Muchas salidas y todavía demasiadas preguntas
El problema tampoco termina en el mediocampo. En ataque, Erling Haaland, Jeremy Doku y Antoine Semenyo pueden formar uno de los tridentes más peligrosos de la Premier League, mientras Foden sigue siendo una pieza de enorme nivel si Maresca consigue recuperar su mejor versión.
Pero nuevamente aparece la profundidad. Savinho y Omar Marmoush están muy cerca del Tottenham, Doku ha tenido problemas físicos y Maresca terminó recurriendo a Jack Grealish en sus dos primeros partidos oficiales. La opción en ese frente sería Allan, futbolista de 22 años que llegaría procedente del Palmeiras tras alcanzar un acuerdo de 40 millones.
El club ha vendido muy bien, pero también ha perdido muchas piezas en muy poco tiempo.
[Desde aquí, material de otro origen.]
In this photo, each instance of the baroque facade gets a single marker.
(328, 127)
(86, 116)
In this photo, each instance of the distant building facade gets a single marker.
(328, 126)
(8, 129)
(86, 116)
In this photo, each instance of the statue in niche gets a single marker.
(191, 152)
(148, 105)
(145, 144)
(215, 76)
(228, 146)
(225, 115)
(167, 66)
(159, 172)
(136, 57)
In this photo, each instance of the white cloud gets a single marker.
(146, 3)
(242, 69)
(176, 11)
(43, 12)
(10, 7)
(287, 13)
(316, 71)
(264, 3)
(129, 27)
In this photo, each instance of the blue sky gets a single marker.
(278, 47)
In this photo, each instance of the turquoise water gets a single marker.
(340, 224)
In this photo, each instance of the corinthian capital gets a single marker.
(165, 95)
La victoria ante Bournemouth sirve para arrancar con tres puntos y bajar momentáneamente la presión. También permitió descubrir que Guéhi puede ofrecer una alternativa inesperada y confirmó que Cherki tiene talento suficiente para cambiar un partido prácticamente solo.
Pero detrás del resultado siguen las mismas preguntas. Manchester City tiene talento, dinero y todavía algunos días de mercado. Lo que todavía no parece tener es una plantilla terminada.